Identification and discrimination of speech sounds in noisy environments is challenging for adults and even more so for infants and children. Behavioral studies consistently report maturational differences in the influence that signal to noise ratio (SNR) and masker type have on speech processing; however, few studies have investigated the neural mechanisms underlying these differences at the level of the auditory cortex. In the present study, we investigated the effect of different SNRs on speech-evoked cortical auditory–evoked potentials (CAEPs) in infants and adults with normal hearing.Design:
A total of 10 adults (mean age 24.1 years) and 15 infants (mean age 30.7 weeks), all with normal hearing, were included in the data analyses.
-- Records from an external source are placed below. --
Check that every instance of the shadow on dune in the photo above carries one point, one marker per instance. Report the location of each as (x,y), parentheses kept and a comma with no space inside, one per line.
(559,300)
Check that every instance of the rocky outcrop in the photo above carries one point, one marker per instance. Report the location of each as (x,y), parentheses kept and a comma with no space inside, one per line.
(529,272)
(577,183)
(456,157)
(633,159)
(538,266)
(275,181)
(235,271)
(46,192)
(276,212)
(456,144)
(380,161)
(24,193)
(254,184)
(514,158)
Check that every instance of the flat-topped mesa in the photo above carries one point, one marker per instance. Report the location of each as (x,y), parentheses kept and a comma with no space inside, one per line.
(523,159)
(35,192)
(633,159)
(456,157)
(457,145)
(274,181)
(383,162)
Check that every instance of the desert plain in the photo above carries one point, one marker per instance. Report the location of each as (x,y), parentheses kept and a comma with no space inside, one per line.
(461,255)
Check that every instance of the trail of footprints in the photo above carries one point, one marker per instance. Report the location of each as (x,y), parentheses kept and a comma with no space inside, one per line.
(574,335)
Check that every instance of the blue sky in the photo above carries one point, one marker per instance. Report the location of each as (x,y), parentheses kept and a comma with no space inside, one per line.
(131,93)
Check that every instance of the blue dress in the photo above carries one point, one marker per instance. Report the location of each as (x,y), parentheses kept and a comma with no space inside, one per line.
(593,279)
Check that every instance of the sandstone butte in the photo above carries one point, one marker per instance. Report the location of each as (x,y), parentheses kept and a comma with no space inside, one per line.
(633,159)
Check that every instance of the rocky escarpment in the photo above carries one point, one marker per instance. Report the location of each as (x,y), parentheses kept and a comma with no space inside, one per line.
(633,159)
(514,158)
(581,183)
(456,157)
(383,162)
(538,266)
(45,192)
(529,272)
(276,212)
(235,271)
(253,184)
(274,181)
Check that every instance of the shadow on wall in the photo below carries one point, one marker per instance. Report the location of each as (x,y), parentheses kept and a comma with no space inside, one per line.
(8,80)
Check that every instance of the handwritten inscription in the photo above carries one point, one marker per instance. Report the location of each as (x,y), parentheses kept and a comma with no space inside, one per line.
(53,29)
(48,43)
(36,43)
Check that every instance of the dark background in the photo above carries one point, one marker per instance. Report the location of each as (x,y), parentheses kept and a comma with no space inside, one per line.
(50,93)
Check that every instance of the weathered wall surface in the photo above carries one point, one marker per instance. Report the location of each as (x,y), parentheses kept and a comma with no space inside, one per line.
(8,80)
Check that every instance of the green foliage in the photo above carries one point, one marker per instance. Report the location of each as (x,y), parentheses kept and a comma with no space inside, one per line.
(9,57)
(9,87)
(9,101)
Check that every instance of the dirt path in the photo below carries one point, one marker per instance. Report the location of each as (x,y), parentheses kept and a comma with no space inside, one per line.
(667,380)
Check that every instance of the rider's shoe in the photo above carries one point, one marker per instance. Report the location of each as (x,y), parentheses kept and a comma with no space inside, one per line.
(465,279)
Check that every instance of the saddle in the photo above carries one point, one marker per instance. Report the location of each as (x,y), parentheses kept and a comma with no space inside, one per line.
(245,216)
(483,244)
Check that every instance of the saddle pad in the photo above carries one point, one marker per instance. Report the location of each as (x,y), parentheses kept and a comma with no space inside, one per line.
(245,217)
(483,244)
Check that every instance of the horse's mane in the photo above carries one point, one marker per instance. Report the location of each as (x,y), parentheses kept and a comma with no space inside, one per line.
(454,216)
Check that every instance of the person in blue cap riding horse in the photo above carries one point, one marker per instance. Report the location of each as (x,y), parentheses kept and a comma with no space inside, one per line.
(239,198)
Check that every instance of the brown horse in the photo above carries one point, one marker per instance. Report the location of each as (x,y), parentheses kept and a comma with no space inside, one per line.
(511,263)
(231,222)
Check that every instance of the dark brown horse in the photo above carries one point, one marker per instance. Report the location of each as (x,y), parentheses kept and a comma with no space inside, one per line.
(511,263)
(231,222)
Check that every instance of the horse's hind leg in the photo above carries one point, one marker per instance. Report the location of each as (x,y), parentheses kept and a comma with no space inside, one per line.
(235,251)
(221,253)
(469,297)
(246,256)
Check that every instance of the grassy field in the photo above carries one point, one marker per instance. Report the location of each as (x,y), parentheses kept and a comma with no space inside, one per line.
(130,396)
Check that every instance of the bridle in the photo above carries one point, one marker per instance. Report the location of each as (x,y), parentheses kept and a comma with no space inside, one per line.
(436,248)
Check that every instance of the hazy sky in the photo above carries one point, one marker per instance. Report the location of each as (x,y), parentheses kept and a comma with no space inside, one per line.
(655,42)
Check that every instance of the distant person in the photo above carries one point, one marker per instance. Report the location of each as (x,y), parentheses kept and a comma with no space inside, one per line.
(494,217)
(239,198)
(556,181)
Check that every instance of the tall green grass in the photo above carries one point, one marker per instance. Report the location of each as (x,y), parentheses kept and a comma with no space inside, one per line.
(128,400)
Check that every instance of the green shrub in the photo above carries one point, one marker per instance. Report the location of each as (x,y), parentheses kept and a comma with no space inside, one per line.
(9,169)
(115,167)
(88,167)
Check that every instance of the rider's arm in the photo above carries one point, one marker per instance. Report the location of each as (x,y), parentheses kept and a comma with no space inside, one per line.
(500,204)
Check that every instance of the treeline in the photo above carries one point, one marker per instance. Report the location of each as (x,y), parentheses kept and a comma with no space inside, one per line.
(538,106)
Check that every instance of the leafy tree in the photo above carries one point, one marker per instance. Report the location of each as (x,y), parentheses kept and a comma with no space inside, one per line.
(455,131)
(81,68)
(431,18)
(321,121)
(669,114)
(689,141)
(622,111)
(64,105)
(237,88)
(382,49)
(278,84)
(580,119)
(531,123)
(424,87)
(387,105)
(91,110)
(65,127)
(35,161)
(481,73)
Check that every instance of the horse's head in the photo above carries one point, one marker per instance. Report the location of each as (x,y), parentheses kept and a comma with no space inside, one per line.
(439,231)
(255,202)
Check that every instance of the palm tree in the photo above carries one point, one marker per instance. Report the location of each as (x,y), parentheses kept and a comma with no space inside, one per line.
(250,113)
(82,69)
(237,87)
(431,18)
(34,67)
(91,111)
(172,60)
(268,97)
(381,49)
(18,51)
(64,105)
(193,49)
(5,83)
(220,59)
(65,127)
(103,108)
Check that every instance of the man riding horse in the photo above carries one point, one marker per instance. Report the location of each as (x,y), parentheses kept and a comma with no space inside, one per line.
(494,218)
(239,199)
CAEPs were evoked to /m/ and /t/ speech stimuli (duration: 79 ms) presented at 75 dB SPL in the sound field with a jittered interstimulus interval of 1000–1200 ms. Each of the stimuli were presented in quiet and in the presence of white noise (SNRs of 10, 15, and 20 dB). Amplitude and latency measures were compared for P1, N1, and P2 for adults and for the large positivity (P) and following negativity (N: N250 and/or N450) for infants elicited in quiet and across SNR conditions.Results:
Infant P-N responses to /t/ showed no statistically significant amplitude and latency effects across SNR conditions; in contrast, infant CAEPs to /m/ were greatly reduced in amplitude and delayed in latency. Responses were more frequently absent for SNRs of 20 dB or less. Adult P1-N1-P2 responses were present for all SNRs for /t/ and most SNRs for /m/ (two adults had no responses to /m/ for SNR 10); significant effects of SNR were found for P1, N1, and P2 amplitude and latencies.Conclusions:
The findings of the present study support that SNR effects on CAEP amplitudes and latencies in infants cannot be generalized across different types of speech stimuli and cannot be predicted from adult data. These findings also suggest that factors other than energetic masking are contributing to the immaturities in the SNR effects for infants. How these CAEP findings relate to an infant’s capacity to process speech-in-noise perceptually has yet to be established; however, we can be confident that the presence of CAEPs to a speech stimulus in noise means that the stimulus is detected at the level of the auditory cortex. The absence of a response should be interpreted with caution as further studies are needed to investigate a range of different speech stimuli and SNRs, in conjunction with behavioral measures, to confirm that infant CAEPs do indeed reflect functional auditory capacity to process speech stimuli in noise.